第9記:煎餅

 眼が覚めた。枕辺の時計は「朝の9時」を示していた。昨日は体調が思わしくなかった。喉の奥が痛い。熱もある。どうやら風邪を引いてしまったようだ。こういう場合は、寝るのが一番である。

 戸棚を探してみると、薬の瓶が出てきた。指定数の錠剤を湯冷ましで流し込み、俺は布団に潜った。ラジオはつけっ放し。ジャズのリズムを聴きながら、ダサクの続きを考えていたら、猛烈な眠気が押し寄せてきた。


 台所に行き、湯沸かし器にミネラル水を注いだ。体調は回復したものの、今日中に片づけなくてはならない雑用の数を考えると、気が重かった。七尾製菓の「太鼓せんべい」を齧りながら、熱いコーヒーを飲んだ。

 その後、商店街に行き、用事を済ませた。空腹を覚えたので、同界隈の中華料理屋さんに入り、麻婆丼とミニラーメンのセットを食べた。なかなか旨かった。味もいいし、量もたっぷり。


♞以上は3月13日の日記の一部。


 眼が覚めた。枕時計は「朝の7時半」を示していた。昨夜は睡魔に潰される寸前まで『スローなブギにしてくれ』を観ていた。大好きな映画である。最初の鑑賞から、10年以上の時間が過ぎている。記憶に残っている印象的場面もあれば、あれ?こんなシーンあったかな?というような「忘却映像」も現れたりして、なかなか面白い。
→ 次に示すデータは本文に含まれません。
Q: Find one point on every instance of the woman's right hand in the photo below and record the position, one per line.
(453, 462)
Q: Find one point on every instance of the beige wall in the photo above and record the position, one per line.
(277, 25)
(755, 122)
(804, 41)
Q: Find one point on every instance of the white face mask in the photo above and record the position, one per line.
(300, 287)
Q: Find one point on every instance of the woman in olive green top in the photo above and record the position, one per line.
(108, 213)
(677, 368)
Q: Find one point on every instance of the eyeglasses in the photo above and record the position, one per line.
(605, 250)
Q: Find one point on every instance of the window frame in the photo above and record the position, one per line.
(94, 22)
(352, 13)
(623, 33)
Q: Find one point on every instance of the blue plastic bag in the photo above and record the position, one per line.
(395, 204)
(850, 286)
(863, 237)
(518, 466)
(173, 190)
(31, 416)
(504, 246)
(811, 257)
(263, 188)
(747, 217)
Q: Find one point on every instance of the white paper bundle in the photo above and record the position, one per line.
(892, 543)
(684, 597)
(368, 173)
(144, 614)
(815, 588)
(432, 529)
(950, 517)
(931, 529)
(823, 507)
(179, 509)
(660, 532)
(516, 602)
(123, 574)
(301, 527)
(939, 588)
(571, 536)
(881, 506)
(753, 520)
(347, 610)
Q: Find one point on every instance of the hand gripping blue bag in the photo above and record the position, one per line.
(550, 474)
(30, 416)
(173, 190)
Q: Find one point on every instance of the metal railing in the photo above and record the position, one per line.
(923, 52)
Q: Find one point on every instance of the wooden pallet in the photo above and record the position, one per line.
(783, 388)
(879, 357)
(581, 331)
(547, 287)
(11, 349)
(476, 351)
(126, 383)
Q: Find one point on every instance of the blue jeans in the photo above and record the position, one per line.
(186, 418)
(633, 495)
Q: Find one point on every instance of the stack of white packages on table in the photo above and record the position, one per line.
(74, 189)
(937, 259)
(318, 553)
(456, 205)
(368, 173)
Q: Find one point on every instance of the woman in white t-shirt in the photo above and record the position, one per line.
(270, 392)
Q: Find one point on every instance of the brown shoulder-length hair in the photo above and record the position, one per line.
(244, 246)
 台所に行き、湯沸かし器にミネラル水を注いだ。窓ガラスの向こうは雨模様。今日は「洗濯デー」だが、こんな日に1週間分の衣類など担ぎたくない。まったく馬鹿げている。冗談じゃない。だから、やめた。


 熱いコーヒーを飲みながら、タスケチェスを指す。将棋と同じように、チェスの戦法も様々ある。先手には先手の指し方が、後手には後手の指し方がある。面倒だが、ある程度把握しておかないと、試合にも、勝負にもならない。第一、チェスにならぬ。

 定跡の記憶を全否定しているチェス本もある。否定も大変結構だが、だったら、どう指せばいいのか、代案(策)を記してもらいたい。記せるけど記さないのか、記そうにも、記す力がないのか。どちらにしても、指南書(指導者)失格でしょう。漫然と駒を動かしているだけでは、いつまで経っても、ごっこの域から抜(脱)け出せない。抜け出せる本が、俺は読みたい。

 対局後、愛機を起動させて、ぴよぶっくを呼び出した。ダサクの編集に没頭。2頁を投稿した。


♞以上は3月19日の日記の一部。